Provincie
Heerlen ligt in de avondzon, in de kom van het dal, in grijs gesprei van huizen, waar tusschen door de boombouquetten donker groen met gouden zonnetoppen. De daken van de huizen nat van goudgevloei door de zon die dalend kwijnt achter de hoogten van den horizont.
De kerkbouw drukt massaal den grond en zwaar staat hij in het midden van het dorp. De uren vallen één voor één uit de blauwe lucht van den hoogen toren en brandend in het gouden licht staat als een vuur de torenhaan.
Op den mullen weg uit de stad komen één voor één de groentekarren, leeg gekocht. De omnibussen vliegen forsch voorbij in woeste vaart, in stijgend stof.
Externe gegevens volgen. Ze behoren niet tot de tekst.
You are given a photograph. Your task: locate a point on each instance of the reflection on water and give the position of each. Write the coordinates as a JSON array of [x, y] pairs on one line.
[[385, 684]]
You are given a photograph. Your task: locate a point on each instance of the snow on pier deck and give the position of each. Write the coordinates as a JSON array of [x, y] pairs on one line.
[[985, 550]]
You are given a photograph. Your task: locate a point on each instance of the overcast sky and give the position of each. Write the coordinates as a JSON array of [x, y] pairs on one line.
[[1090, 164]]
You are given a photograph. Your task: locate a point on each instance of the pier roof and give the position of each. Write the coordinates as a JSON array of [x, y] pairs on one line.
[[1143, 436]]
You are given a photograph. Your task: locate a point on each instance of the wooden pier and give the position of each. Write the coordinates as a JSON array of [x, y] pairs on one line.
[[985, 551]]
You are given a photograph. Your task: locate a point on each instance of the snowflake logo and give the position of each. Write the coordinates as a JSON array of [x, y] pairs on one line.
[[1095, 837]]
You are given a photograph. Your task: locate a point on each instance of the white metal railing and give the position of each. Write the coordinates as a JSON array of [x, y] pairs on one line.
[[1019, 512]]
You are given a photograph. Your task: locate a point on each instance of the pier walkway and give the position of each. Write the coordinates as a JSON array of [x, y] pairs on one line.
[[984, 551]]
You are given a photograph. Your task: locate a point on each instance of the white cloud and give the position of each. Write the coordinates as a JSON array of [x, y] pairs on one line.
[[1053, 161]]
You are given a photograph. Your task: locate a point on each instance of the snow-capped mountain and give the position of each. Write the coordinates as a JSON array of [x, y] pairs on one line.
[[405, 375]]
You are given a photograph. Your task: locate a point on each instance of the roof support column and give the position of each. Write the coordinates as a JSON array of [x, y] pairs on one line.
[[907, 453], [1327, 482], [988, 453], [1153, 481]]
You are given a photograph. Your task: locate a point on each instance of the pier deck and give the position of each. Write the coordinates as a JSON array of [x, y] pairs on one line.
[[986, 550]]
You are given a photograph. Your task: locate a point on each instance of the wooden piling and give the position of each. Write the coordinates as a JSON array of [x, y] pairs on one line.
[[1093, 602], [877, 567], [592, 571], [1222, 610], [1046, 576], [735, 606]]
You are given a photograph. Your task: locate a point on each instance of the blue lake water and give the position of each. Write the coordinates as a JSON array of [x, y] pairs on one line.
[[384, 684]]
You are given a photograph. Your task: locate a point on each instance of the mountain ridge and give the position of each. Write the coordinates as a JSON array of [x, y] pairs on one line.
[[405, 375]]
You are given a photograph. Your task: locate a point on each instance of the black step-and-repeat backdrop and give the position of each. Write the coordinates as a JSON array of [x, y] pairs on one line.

In zijn rijtuig komt de dokter van zijn verre patienten en wordt gegroet door de winkeliers en winkelvrouwen, die aan de deuren staan of zitten op de banken voor de huizen in kalm vertel.
Op de stoelen vóór de tafels van het Café Belge zitten samen de griffier, de ontvanger, de apotheker. Zij spreken van de stemming in de tweede kamer. De griffier zit redeneerend, pratend altijd door, maar door.
Oude heeren grijze haren gaan voorbij, zij gaan naar het Café Dirix. Stijf en deftig, elken avond op hetzelfde uur. Zij spreken over hunne jachten.
De griffier, een kleine man redeneert maar altijd door, los zich voelend onder provincialen heft hij van den grond zijn beenen, vliegt zijn linkerhand van tafel in de volle woordenrij, met de rechter grijpt hij heftig het gele bier en heeft nauwelijks tijd tot slikken.
Ja, de provincie, dat is zijn terrein, dat voelt hij. Hij spreekt van graven en baronnen. Al is hij niet van adel, toch zegt hij, heeft hij groot respect voor baronnessen en gravinnen. Maar ook wil hij praten met het volk, dat moet je stemmen in de tweede kamer.